Commitments under the revised terms were due at 5 p.m. ET on Thursday.

Credit Suisse Securities (USA) LLC and BMO Capital Markets are the lead banks on the deal.

Proceeds will be used to refinance existing debt and for general corporate purposes.

Along with the term loan, the company is planning a $50 million four-year senior secured first-lien reserve-based revolving credit facility.

Magnum is a Houston-based oil and gas exploration and development company.

Pro Mach oversubscribed

Pro Mach Inc.'s $405 million seven-year covenant-light first-lien term loan is oversubscribed, according to a market source, who added that commitments were due Thursday.

The deal is expected to allocate on Friday. It comes with price talk of Libor plus 425 basis points to 450 bps with a 1% Libor floor and an original issue discount of 99, according to a market source.

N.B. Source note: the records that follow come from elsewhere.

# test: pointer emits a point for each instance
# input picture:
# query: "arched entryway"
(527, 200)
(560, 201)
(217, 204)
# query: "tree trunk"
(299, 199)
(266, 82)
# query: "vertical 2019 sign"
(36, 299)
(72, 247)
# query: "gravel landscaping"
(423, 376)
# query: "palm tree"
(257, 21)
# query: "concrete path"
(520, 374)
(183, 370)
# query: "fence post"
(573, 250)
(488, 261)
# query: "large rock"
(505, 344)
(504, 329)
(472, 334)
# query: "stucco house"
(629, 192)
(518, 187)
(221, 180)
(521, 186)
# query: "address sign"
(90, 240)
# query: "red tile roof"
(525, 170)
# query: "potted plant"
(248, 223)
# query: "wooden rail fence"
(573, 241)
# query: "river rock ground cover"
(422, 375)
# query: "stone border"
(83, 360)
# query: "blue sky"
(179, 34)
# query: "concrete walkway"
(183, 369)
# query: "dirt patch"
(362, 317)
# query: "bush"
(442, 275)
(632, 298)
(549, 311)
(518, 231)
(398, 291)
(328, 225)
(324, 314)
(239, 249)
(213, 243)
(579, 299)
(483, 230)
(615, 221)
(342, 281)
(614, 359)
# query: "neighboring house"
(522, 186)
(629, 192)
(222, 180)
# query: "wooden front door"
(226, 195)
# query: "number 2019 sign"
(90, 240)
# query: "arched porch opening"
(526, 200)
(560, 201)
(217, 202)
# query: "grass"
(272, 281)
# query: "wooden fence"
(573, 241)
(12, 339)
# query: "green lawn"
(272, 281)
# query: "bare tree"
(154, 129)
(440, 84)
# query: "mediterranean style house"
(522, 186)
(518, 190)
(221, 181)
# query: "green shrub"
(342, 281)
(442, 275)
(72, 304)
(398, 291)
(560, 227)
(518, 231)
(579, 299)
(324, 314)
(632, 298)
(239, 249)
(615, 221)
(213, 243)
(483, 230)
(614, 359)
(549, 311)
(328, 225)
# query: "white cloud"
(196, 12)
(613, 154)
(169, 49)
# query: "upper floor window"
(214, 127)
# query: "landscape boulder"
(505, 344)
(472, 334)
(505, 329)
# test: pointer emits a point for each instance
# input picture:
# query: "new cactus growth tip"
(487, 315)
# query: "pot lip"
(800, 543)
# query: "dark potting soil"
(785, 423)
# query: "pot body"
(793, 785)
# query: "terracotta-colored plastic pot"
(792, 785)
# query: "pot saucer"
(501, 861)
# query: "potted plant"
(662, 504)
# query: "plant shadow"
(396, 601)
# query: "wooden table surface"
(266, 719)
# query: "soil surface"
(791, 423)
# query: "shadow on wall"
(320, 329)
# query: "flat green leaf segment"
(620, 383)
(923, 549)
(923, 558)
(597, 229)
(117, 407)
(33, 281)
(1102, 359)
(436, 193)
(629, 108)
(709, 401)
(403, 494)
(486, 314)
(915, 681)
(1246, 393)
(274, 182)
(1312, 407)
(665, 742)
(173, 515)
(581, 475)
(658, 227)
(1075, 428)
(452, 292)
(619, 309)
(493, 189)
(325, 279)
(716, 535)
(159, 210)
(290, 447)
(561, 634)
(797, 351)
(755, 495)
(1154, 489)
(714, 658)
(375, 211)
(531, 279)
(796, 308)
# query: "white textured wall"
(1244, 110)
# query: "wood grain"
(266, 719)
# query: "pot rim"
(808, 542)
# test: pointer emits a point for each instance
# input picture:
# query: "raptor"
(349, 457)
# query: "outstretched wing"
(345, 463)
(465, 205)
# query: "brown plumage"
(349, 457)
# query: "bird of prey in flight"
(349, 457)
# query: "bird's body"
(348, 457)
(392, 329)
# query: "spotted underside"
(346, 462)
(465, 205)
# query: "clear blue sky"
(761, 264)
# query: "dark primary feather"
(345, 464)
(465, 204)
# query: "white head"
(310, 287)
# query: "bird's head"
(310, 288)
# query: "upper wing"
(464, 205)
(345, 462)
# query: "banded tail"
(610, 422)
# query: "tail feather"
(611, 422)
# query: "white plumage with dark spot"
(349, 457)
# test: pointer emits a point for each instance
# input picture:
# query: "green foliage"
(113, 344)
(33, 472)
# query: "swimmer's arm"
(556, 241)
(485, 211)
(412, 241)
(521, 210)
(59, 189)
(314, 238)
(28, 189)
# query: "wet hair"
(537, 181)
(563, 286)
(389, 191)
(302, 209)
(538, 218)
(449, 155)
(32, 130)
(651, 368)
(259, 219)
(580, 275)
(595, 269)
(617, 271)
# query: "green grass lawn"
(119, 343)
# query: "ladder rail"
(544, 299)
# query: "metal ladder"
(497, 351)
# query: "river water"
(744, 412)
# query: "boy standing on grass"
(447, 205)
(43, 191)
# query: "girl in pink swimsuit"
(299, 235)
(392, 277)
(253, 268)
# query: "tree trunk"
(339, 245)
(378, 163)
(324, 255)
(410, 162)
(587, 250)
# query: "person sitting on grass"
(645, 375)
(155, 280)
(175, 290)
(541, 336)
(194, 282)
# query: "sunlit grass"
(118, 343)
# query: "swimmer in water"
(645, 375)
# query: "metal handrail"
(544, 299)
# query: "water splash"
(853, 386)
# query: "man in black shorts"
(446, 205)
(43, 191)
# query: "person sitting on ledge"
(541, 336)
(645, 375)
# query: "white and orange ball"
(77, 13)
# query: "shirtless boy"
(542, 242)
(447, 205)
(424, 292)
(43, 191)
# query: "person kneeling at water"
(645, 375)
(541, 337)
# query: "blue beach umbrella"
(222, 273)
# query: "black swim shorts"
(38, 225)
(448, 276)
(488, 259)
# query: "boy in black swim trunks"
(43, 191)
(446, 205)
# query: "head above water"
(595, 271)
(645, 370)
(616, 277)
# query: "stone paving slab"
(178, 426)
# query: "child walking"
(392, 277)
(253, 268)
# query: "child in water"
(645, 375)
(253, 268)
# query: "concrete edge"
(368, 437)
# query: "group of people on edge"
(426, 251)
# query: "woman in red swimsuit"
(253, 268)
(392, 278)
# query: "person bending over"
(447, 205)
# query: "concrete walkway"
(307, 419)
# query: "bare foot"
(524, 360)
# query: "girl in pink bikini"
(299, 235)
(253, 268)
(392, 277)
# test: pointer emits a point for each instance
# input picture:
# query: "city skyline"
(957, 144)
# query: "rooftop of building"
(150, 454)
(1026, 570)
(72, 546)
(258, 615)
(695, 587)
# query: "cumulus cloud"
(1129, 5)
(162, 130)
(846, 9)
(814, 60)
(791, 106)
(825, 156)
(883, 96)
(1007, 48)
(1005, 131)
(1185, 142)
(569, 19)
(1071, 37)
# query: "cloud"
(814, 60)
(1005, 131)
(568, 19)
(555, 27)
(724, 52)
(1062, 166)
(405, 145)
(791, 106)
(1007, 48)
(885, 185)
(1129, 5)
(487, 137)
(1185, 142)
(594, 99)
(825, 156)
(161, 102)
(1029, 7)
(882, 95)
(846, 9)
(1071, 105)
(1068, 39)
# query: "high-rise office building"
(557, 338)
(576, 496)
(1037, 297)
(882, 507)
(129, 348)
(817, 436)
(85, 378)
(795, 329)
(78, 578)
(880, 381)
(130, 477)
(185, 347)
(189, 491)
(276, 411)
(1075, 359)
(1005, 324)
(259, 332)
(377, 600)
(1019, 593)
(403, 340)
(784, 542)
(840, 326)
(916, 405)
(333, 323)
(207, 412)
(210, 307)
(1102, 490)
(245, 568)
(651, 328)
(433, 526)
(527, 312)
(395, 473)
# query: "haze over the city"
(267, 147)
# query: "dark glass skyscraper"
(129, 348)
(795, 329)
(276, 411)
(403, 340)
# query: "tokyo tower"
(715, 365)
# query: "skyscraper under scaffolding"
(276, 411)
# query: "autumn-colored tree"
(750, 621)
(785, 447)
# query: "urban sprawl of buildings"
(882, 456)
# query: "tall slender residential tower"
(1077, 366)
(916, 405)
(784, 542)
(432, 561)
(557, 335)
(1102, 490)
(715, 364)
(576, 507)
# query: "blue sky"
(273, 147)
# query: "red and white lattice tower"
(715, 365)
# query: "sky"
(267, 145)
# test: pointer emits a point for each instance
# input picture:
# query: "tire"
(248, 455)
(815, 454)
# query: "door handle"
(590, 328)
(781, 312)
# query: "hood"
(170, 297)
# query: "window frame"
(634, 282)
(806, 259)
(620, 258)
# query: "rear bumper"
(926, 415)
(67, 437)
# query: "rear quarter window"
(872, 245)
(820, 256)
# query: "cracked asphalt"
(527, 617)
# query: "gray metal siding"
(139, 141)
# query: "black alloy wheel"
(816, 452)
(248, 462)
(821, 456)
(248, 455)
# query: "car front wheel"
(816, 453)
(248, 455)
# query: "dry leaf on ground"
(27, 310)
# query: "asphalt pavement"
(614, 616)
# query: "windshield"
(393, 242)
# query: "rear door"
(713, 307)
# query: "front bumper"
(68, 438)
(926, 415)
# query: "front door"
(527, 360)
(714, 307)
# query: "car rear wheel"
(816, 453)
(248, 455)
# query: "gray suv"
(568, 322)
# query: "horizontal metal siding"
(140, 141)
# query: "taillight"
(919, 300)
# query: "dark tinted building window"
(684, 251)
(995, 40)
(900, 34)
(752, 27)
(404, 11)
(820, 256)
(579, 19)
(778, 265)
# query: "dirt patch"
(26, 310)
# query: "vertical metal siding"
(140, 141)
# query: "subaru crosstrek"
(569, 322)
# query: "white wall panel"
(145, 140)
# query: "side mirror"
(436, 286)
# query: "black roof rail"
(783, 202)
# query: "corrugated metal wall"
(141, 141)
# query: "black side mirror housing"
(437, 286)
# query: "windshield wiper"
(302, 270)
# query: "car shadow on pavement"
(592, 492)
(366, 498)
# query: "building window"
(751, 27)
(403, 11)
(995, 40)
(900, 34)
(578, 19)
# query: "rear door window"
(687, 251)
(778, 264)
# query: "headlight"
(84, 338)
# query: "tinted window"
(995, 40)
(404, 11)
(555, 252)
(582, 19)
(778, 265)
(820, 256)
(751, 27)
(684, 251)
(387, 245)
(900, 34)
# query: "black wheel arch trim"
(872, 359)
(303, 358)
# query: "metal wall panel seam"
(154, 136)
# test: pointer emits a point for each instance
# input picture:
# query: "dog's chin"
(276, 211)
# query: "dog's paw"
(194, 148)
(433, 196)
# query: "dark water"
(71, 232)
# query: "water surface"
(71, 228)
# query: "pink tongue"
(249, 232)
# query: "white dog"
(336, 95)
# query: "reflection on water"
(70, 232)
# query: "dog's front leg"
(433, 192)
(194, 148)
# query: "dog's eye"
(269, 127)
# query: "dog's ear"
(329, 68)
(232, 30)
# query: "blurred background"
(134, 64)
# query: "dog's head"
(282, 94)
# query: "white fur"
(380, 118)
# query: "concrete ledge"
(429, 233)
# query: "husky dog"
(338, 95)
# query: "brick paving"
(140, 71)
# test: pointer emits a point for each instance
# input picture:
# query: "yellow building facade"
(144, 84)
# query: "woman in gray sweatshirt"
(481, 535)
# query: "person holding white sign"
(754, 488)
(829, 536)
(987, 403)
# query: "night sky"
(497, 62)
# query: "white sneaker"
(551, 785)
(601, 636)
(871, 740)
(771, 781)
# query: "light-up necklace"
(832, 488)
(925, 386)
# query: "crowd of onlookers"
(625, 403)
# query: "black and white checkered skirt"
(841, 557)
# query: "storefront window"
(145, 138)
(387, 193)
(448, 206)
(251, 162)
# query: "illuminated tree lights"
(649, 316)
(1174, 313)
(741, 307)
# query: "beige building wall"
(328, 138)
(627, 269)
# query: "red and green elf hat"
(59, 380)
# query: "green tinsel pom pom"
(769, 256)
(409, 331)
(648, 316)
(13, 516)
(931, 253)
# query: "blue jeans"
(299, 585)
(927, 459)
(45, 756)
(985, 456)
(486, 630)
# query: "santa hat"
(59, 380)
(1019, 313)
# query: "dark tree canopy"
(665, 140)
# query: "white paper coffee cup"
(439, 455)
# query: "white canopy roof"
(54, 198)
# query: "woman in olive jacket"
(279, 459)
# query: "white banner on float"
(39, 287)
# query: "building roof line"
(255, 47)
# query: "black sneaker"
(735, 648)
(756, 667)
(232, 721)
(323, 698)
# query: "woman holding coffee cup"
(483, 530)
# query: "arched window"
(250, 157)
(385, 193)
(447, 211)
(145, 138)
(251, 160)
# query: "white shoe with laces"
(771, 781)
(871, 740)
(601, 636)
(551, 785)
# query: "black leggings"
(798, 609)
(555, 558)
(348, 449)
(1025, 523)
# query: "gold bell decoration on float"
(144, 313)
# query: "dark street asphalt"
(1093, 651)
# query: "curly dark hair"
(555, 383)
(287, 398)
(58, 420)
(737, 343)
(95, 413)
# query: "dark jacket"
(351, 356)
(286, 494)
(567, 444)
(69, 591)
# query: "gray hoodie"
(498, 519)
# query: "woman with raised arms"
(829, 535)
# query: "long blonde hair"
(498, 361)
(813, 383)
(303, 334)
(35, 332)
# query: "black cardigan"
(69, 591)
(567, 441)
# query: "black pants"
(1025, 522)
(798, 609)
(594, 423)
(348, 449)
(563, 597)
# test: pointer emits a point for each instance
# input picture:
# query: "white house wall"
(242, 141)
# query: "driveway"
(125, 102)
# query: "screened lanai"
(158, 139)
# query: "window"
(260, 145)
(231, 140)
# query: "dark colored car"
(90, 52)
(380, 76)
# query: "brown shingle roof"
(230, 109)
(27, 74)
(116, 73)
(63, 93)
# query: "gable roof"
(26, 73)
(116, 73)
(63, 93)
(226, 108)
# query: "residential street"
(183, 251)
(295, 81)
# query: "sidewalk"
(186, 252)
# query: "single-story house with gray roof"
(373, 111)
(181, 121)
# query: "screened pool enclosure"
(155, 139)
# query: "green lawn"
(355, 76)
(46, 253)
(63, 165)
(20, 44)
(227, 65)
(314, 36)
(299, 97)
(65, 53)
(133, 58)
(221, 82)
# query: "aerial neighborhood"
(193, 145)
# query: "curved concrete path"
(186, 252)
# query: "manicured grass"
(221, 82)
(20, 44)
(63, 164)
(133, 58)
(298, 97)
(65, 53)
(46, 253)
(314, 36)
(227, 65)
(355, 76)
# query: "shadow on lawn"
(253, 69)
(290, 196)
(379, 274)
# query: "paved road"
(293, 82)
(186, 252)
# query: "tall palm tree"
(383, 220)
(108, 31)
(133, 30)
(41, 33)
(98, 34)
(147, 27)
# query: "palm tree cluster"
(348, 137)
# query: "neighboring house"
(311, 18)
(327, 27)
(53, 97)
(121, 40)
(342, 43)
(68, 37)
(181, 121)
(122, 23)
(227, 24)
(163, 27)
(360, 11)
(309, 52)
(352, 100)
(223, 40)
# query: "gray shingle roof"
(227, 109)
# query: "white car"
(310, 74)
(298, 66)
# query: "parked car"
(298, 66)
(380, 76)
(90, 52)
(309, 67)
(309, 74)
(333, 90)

The term loan has 101 soft call protection for six months, the source said.

The company’s $465 million credit facility (B2) also includes a $60 million five-year revolver.

Goldman Sachs Bank USA and GE Capital Markets are the lead banks on the deal.

Proceeds will be used to help fund the buyout of the company by AEA Investors LP from the Jordan Co.

Access prices first-lien loan

Access CIG LLC priced a $342 million seven-year first-lien covenant-light term loan (B1/B) at Libor plus 500 basis points with a 1% Libor floor at 99, according to a market source.

The spread came 75 bps wide of the 425 bps spread talk. The reoffer price came on top of price talk. The 101 soft call protection was increased to 12 months form six months.

Deutsche Bank Securities Inc. was the lead left bookrunner. Goldman Sachs Bank USA and Bank of America Merrill Lynch were lead banks.

Proceeds will be used to help fund the buyout of the company by Berkshire Partners.

Access CIB is a Pleasanton, Calif.-based provider of records and information management services.